Начиналась Первая мировая война…
Пелагея встретила Матрону на вокзале. Окликнула громко и радостно:
– А я высчитала, когда ты приедешь. И точно! Хотя я хожу сюда уже третий день… А нонче гляжу, вылазит моя кулёма… А где твой чемодан? – Она оглядела узелок Матроны.
– А племяшке отдала, он ей понравился. А куды мне чемодан… Кого туда класть? Сарафан один.
– Чемоданы дарить – к дороге тому, кому дарят!
– А ей и надо из деревни уезжать!
– В общем так! Я перевела тебя к себе в Царское. Будем работать вместе, у Карла…
– У Карла?
– Ну, немца… Немец чистой воды… Но хирург, я тебе скажу… Учись во все глаза. Правда, правда… Он нам с тобой по молитвам батюшки дан… Нектария… Правда, правда. Ой, стой, куды прешь… Деревня!
Пелагея грубо оттолкнула Матрону с дороги на дорожку и согнулась в глубоком поклоне, рукою нагнув подругу. Матрона склонилась поклоном тоже, но, механически подняв голову, увидела кавалькаду колясок. Ехала царская семья. В середине её, в лакированной черной коляске, ехала дама в громадной шляпе и тонколицый молодой человек, тоже в треуголке с перьями и светлых перчатках. Он посмотрел на выпрямившуюся Матрону и мягко улыбнулся ей, чуть кивнув головою…
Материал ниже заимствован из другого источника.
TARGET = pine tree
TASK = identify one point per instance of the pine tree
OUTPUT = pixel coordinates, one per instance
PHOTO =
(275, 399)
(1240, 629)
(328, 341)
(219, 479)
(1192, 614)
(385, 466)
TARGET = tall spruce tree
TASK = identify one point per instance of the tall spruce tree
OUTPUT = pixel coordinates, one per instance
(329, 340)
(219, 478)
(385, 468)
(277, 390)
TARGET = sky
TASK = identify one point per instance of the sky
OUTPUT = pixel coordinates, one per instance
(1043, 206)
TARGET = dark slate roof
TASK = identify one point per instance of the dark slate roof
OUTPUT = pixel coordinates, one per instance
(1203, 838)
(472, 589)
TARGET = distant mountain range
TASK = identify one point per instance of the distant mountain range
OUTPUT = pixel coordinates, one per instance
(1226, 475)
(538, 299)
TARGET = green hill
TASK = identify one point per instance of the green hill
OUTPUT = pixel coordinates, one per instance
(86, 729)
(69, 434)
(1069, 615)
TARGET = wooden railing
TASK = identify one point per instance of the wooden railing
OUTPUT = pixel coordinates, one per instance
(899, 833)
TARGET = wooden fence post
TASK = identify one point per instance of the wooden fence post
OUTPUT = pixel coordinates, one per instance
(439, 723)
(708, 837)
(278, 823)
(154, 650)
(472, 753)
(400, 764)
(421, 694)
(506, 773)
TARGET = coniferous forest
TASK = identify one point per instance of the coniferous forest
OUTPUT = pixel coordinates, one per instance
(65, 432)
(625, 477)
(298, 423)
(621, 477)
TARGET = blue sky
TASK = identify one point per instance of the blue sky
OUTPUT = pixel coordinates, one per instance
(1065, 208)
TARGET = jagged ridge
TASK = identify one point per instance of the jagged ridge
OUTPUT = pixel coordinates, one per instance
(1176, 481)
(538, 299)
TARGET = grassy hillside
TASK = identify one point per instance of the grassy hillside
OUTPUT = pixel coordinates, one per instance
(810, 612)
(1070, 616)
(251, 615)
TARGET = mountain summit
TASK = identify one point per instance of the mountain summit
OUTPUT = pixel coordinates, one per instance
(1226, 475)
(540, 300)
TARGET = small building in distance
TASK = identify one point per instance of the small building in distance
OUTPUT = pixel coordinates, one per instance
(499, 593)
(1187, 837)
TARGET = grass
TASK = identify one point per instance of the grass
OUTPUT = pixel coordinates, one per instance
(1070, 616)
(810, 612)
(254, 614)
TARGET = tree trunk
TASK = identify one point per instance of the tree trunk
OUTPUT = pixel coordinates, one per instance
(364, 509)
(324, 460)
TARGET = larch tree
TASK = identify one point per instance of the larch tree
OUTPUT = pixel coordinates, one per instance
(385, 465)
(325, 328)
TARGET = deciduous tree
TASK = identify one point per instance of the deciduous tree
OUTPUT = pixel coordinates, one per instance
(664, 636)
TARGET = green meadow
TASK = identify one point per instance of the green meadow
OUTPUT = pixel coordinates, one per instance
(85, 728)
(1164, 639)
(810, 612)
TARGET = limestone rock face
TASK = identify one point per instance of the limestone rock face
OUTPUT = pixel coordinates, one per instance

Когда процессия проехала, Пелагея выпрямилась и отряхнулась. «Ея императорские величества, – сообщила она. – Они здесь часто бывают». И Матроне стало как-то неловко за свой деревенский узелок и платочек. «И неумытая я с дороги», – подумала она. Ей хотелось допытаться у Пелагеи про того молодого человека в коляске, но что-то остановило её. Поди насмехаться будет…
В госпитале Пелагея представила Матрону хирургу новому, с которым она теперь работала.
– Это моя ассистентка, Карл Петрович, о которой я просила Вас.
Хирург глянул на Матрону режущим взглядом и чуть приподнял горбатый клык носа. Нос его белый, костистый, рубленый, как утёс. Над ним узкие прорези белых глаз. Губы в шнурок и остренькая пегая бороденка. Пелагея звала его Карлом, а Матрона подумала, что он не столько Карло, сколько цапля. Ноги его прямые и тонкие из-под овального брюшка, да ещё сюртук с фалдами на заду. Пальцы белые, чуть крючковатые и держит он их всегда на уровне лица, вроде как манерничает. В общем, не красавец!